POLITICS + GOVERNMENT
BALANCE OF POWER: Voters may be last path to curb legislative power

Editor’s note: This is part two of a series on the Balance of Power in the Utah state legislature. Here’s where you can read the first part.
SALT LAKE CITY — Utah’s legislature has now passed a law updating how school districts switch to remote learning, but one part of the law is raising constitutional questions over the state legislature’s powers.
And it may be up to the voters to voice if they’re displeased.
At issue here is the law suspends Test-to-Stay and details how schools now go remote, giving power to the Governor, State Superintendent, Speaker of the House, and Senate President, who together have final say for schools to move online.

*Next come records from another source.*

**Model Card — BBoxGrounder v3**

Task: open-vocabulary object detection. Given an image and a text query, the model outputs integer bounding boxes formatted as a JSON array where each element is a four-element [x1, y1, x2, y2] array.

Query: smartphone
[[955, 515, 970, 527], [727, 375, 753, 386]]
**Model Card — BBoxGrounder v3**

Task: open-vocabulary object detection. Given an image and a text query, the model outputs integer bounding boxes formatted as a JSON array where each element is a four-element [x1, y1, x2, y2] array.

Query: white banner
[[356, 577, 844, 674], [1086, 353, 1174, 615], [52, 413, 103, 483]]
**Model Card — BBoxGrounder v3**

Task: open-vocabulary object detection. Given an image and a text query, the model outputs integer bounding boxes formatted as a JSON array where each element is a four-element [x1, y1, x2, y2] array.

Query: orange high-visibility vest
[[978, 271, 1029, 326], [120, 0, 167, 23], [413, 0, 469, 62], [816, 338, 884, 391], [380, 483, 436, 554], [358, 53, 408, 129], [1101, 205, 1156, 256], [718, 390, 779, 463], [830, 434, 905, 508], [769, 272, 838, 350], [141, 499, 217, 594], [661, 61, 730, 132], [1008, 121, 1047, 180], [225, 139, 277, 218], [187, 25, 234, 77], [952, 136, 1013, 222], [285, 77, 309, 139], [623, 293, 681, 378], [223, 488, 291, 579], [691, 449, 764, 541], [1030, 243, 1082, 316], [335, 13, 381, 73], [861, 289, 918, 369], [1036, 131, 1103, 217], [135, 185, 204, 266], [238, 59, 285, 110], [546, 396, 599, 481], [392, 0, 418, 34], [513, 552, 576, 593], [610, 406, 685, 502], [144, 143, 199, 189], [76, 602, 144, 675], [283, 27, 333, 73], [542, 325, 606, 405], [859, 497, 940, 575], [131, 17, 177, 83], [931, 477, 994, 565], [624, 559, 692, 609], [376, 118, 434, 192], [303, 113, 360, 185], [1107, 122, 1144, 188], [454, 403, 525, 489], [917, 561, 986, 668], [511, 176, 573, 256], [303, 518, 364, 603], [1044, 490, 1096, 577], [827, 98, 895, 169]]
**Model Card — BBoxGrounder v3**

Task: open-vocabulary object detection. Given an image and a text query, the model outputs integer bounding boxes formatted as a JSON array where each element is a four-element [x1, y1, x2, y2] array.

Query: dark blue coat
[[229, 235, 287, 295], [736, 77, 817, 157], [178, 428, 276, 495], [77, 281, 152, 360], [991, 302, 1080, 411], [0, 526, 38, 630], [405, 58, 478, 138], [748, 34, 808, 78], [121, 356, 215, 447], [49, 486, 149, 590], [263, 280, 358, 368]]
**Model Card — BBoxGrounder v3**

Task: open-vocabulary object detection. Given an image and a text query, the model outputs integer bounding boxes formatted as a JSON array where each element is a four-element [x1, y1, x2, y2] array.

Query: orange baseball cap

Meaning, if one of them disagrees, a school district would not be able to switch to remote learning.
“There’s a question of form over function,” said former U.S. District Court Judge Paul Cassell now a law professor at the University of Utah School of Law. “In form this looks like a commission… but the function is to essentially give a single legislator, and indeed a prominent legislator, veto power over executive branch action.”
The bill’s sponsor argues Utah’s Supreme Court rulings allow for commissions to have legislators on them and those commissions may even have executive functions, without violating Utah’s Separation of Powers Doctrine.
Serious questions
“I do think the questions here are very serious,” Cassell said. “And should attract a very close scrutiny from the court system.”
But this issue may never see the inside of a courtroom.
“The only way this is going to end up being challenged by a citizen is they are in some school remote operation order that is overturned by virtue of this law. And then at that point, a parent, on behalf of a child that was harmed by that decision, could go to court,” said Cassell.
Governor Spencer Cox could also challenge the legislature, which also seems unlikely.
“If we value constitutional governance, then a governor should be willing to block a bill not only is it good or bad policy, but because it violates the constitution,” said Adam Brown, Associate Professor of Political Science at Brigham Young University. “And legislators should be willing to vote against a bill even if they like the policy.”
Legislative power
But the Governor and lawmakers seem to be signaling, at least publicly, that there isn’t a constitutional issue here.
“The legislature has this authority already,” Gov. Cox said last week. “It’s their authority to use.”
On Wednesday, he signed this year’s version of this remote school bill H.B. 183.
The bill’s sponsor, who’s also an attorney, is Sen. Todd Weiler, R-Woods Cross.
“The legislature has its own law firm, we call it the Office of Legislative Research and General Counsel,” Weiler said. “The Governor has his own lawyer, and we have the Attorney General’s Office. And all of them have looked at this. We’re getting the advice that this is within the purview of the legislature.”
Not the best bellwether
But Cassell said the legislature’s own lawyers might not be the best bellwether on this issue.
“It would hardly be shocking news to find that that group believes that legislative powers are expansive. It might be a different case if, for example, the Attorney General were to be consulted, or if the courts were to make the ruling,” Cassell said.
According to Cassell, a formal legal opinion from the Utah Attorney General could be significant. However, a spokesman for Sean Reyes’ office said Wednesday they’re “not taking a position on this bill.”
Utah voters may be last path
As of this writing, a challenge through the courts, the Governor, a new bill changing the piece of the law in question, and a formal opinion from Utah’s Attorney General all seem like unlikely scenarios. Which means, Utah voters may be the only check and balance there is on legislative powers.
And they may need to use a veto power of their own come election day.